Pienso que es responsabilidad de la academia el no haber podido desde los años setenta, los de París 1968, los del movimiento estudiantil, dar alguna claridad acerca de la diferencia entre cultura política, ejercicio de la política y politiquería. Hoy, tenemos que constatar que no basta con distinguir weberianamente entre la vocación del científico y la vocación del político. Esta distinción se ha mostrado insuficiente y ya es hora de que volvamos sobre el tema en situaciones muy diferentes.

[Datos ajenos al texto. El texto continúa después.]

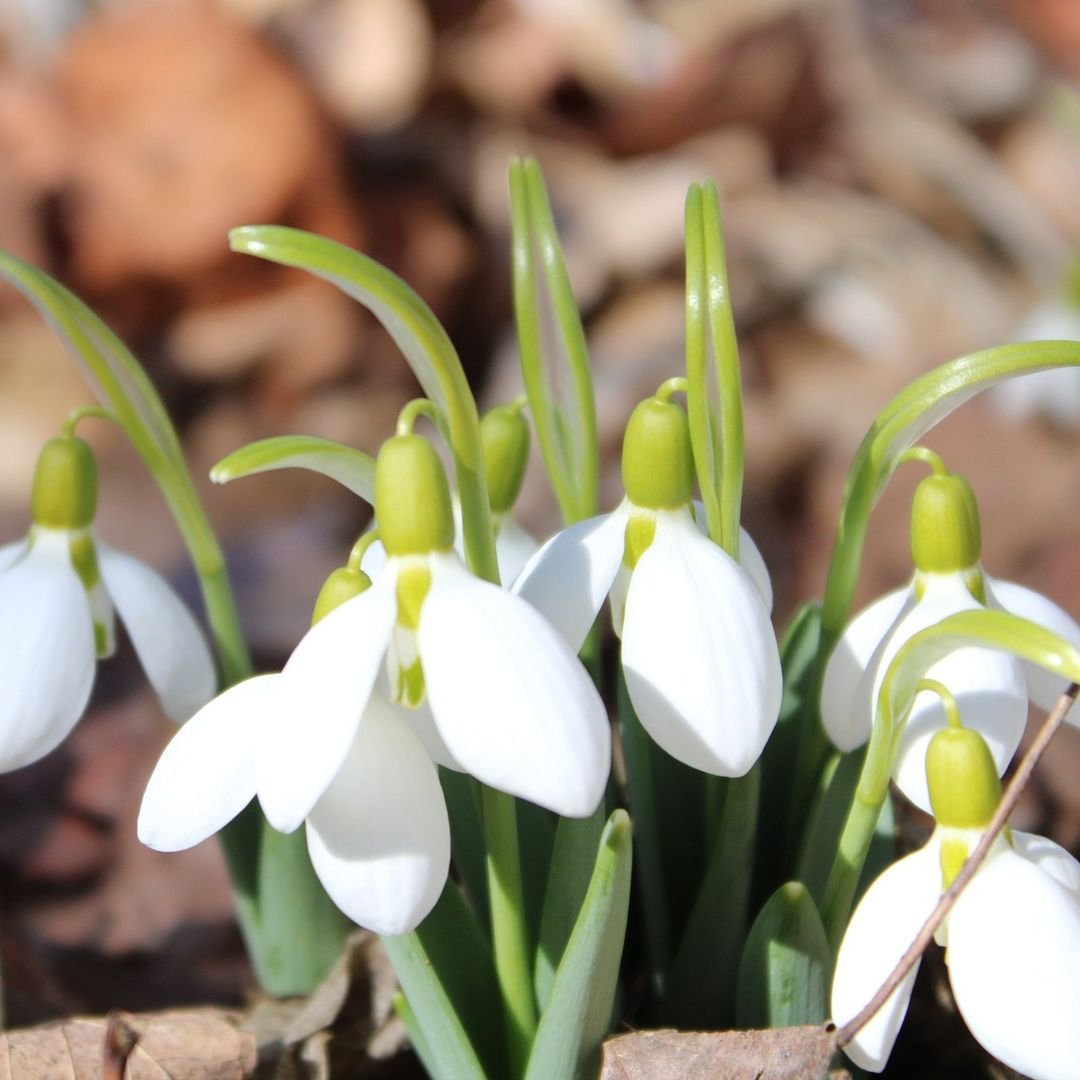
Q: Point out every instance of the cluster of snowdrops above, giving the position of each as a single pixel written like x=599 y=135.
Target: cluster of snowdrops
x=434 y=760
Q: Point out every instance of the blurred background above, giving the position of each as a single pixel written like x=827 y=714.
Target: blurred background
x=900 y=181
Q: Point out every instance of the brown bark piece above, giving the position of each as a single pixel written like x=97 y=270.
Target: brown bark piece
x=788 y=1053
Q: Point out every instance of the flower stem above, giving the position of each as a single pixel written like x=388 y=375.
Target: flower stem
x=509 y=931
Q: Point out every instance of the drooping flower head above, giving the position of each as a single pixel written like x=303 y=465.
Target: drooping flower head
x=59 y=591
x=378 y=835
x=1012 y=939
x=698 y=649
x=991 y=687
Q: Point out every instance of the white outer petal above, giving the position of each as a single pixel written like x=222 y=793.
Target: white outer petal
x=883 y=925
x=46 y=642
x=512 y=702
x=164 y=634
x=845 y=714
x=750 y=555
x=514 y=548
x=1014 y=964
x=568 y=578
x=10 y=554
x=988 y=687
x=1043 y=687
x=206 y=773
x=325 y=687
x=379 y=838
x=699 y=652
x=1051 y=859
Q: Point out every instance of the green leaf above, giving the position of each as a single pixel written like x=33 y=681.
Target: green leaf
x=899 y=426
x=571 y=866
x=702 y=984
x=714 y=379
x=781 y=819
x=582 y=998
x=785 y=970
x=351 y=468
x=426 y=346
x=552 y=345
x=445 y=970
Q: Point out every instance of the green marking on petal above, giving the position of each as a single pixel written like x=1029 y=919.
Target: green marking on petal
x=640 y=532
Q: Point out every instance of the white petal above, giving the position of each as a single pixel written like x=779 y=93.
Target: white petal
x=1014 y=964
x=380 y=838
x=988 y=687
x=514 y=548
x=325 y=687
x=1043 y=687
x=512 y=702
x=423 y=727
x=845 y=715
x=10 y=553
x=164 y=634
x=206 y=774
x=568 y=578
x=46 y=642
x=882 y=927
x=699 y=653
x=1050 y=858
x=750 y=555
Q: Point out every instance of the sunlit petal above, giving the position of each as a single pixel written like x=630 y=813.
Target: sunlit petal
x=164 y=634
x=568 y=578
x=1043 y=687
x=379 y=838
x=699 y=652
x=882 y=927
x=512 y=702
x=46 y=642
x=10 y=553
x=1050 y=858
x=988 y=687
x=514 y=548
x=845 y=714
x=1014 y=966
x=206 y=774
x=324 y=687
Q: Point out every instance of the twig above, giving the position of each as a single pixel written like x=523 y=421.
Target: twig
x=1009 y=800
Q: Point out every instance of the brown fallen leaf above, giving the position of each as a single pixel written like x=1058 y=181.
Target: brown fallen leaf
x=188 y=1044
x=786 y=1053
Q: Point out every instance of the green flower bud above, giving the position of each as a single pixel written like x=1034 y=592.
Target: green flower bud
x=412 y=498
x=65 y=485
x=945 y=531
x=657 y=459
x=505 y=436
x=964 y=787
x=341 y=585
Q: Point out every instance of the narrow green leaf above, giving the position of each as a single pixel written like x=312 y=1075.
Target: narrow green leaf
x=994 y=630
x=702 y=984
x=781 y=820
x=351 y=468
x=552 y=345
x=445 y=970
x=426 y=346
x=899 y=426
x=582 y=998
x=714 y=378
x=571 y=866
x=785 y=969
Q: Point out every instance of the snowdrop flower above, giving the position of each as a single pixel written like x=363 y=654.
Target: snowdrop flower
x=378 y=834
x=59 y=591
x=505 y=440
x=993 y=687
x=698 y=649
x=1012 y=939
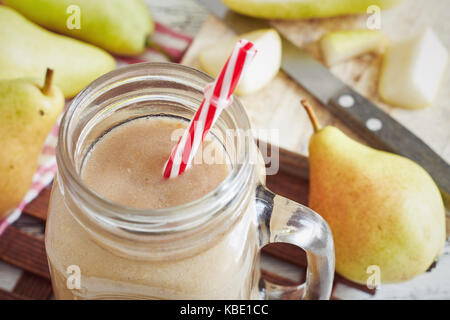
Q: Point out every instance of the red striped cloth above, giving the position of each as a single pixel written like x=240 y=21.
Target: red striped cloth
x=167 y=45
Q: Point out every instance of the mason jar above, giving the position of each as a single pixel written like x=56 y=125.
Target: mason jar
x=205 y=249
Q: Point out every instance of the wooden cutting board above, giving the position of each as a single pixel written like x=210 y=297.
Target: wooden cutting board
x=277 y=105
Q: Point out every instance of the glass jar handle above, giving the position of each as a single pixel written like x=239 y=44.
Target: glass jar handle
x=285 y=221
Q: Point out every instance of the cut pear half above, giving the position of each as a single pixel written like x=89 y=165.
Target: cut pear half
x=261 y=70
x=343 y=45
x=412 y=71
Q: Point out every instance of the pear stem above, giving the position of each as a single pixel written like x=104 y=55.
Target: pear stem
x=48 y=81
x=311 y=115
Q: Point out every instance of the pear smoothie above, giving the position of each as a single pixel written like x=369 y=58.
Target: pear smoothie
x=125 y=167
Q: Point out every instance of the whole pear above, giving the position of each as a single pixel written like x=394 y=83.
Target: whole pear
x=384 y=210
x=304 y=9
x=118 y=26
x=28 y=112
x=27 y=50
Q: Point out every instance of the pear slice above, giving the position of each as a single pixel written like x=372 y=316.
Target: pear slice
x=412 y=71
x=342 y=45
x=263 y=68
x=304 y=9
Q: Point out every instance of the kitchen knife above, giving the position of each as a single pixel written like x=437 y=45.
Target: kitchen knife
x=370 y=122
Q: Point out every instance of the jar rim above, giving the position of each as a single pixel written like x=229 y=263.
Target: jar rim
x=143 y=220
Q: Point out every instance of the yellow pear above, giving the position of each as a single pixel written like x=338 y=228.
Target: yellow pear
x=342 y=45
x=28 y=112
x=121 y=27
x=385 y=211
x=263 y=68
x=27 y=50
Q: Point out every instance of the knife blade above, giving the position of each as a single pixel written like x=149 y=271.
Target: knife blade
x=361 y=115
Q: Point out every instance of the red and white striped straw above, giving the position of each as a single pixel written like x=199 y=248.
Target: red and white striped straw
x=217 y=97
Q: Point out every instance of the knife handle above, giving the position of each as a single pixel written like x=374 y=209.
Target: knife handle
x=383 y=132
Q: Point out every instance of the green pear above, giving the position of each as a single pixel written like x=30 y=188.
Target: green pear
x=304 y=9
x=28 y=112
x=384 y=210
x=121 y=27
x=263 y=68
x=339 y=46
x=413 y=70
x=27 y=50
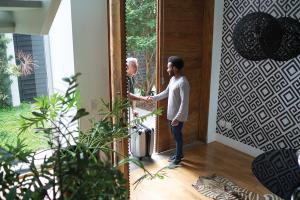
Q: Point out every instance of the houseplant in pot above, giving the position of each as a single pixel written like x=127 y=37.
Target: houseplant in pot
x=74 y=170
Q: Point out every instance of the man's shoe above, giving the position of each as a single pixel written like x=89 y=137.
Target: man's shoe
x=172 y=158
x=176 y=162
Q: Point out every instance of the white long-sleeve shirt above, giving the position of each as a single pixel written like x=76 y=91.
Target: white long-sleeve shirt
x=178 y=92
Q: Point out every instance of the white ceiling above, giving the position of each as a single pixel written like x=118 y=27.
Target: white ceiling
x=27 y=16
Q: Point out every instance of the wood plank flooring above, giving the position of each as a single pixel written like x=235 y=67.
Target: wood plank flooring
x=200 y=160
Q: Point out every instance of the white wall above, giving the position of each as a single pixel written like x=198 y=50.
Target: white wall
x=61 y=47
x=213 y=105
x=91 y=53
x=14 y=87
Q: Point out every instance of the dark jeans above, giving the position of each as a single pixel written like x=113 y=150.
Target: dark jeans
x=177 y=134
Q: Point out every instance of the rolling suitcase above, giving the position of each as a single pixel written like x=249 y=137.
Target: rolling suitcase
x=141 y=141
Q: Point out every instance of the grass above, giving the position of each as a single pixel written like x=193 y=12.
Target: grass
x=9 y=129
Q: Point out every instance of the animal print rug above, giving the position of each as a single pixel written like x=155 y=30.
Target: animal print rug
x=221 y=188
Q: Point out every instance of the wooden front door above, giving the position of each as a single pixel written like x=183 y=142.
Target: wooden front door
x=185 y=30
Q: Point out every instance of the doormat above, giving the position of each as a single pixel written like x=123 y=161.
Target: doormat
x=221 y=188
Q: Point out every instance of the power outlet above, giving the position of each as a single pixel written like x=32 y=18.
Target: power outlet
x=222 y=123
x=225 y=124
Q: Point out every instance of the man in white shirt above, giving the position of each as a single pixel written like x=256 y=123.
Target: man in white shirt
x=177 y=93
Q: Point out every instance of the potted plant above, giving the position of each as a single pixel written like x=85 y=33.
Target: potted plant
x=74 y=170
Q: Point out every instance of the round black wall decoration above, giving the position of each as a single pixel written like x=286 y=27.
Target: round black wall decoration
x=290 y=43
x=257 y=36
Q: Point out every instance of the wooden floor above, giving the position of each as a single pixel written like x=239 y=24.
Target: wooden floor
x=200 y=160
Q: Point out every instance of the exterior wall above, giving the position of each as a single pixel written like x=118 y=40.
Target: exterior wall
x=14 y=88
x=60 y=41
x=91 y=53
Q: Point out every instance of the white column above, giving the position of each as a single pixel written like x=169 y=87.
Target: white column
x=91 y=53
x=14 y=87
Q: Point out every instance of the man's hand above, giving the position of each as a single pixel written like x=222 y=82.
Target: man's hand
x=135 y=113
x=149 y=98
x=174 y=122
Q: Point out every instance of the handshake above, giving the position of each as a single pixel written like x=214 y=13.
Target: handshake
x=139 y=98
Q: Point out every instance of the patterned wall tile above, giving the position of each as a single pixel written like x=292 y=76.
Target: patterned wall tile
x=260 y=99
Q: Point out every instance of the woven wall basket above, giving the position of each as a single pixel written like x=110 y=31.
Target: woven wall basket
x=290 y=43
x=257 y=36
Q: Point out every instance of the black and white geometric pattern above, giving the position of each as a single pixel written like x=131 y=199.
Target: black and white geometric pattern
x=261 y=99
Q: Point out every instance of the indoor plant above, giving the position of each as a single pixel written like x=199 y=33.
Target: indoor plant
x=74 y=170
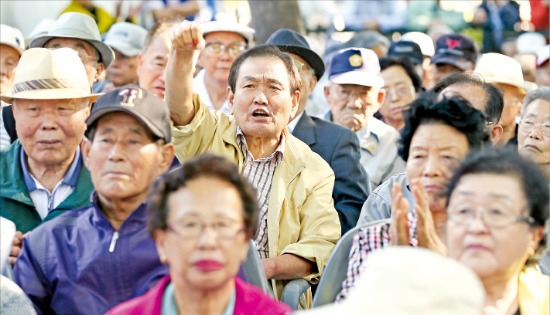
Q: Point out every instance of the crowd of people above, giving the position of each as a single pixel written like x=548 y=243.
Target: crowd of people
x=140 y=168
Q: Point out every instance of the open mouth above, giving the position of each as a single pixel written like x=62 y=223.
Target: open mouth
x=260 y=113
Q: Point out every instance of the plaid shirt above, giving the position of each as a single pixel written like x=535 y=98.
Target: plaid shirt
x=366 y=241
x=260 y=174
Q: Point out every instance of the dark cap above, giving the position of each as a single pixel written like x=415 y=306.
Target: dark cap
x=295 y=43
x=456 y=50
x=147 y=108
x=405 y=49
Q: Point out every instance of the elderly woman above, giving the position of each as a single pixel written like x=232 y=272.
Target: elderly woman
x=402 y=85
x=437 y=136
x=202 y=217
x=534 y=128
x=497 y=210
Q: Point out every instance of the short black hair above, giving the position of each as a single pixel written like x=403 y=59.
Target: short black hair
x=494 y=102
x=386 y=62
x=455 y=112
x=266 y=51
x=205 y=165
x=508 y=162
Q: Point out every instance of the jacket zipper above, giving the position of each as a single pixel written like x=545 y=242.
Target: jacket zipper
x=113 y=242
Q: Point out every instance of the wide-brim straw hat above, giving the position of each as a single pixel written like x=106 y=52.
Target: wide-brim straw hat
x=78 y=26
x=50 y=74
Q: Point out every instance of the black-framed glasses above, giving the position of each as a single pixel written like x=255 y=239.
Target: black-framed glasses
x=216 y=49
x=193 y=228
x=494 y=218
x=530 y=126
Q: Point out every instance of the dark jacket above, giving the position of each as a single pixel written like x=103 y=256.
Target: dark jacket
x=339 y=147
x=78 y=264
x=15 y=201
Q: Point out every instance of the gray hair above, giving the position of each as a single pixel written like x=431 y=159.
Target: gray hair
x=540 y=93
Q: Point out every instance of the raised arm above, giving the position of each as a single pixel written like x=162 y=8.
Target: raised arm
x=187 y=41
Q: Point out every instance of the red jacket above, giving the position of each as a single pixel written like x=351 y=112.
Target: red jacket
x=248 y=300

El resultado de nuestra falta de imaginación desde las revueltas a partir del 68 es el temor a relacionar la ciencia y la tecnología con la sociedad y la política, para tener que seguir reclamando por una parte la apatía y falta de sentido político de la juventud y censurando por otra el compromiso de los que parecen coquetear con la violencia. En el medio facultades de derecho, ciencia política, sociología y filosofía refritando las tesis de la neutralidad y la abstención valorativa. No hemos podido desarrollar en la universidad colombiana la filosofía moral, política y del derecho que debatimos en los foros académicos. En el vacío de cultura política no tendría que extrañarnos que un Estado de opinión pretenda desarrollar su seguridad democrática proponiendo recompensas a los estudiantes para que se conviertan en informantes, en lugar de comprometerse precisamente con la cosa misma, como sucediera con la séptima papeleta, con el Estado de derecho democrático desde un auténtico patriotismo constitucional. Hoy, a 20 años de la Constitución de 1991, es tarea de la Universidad, la de la idea de universidad y la de la universidad de ideas, rescatar el hilo conductor, el corazón mismo de la Constitución en cuanto carta de navegación para aprender pedagógicamente la forma de resolver, de manera procedimental, lo que hasta hoy hemos pensado que solo se soluciona con violencia. Las constituciones ser inventaron para la democracia en el espacio de lo público y en el ejercicio de la política.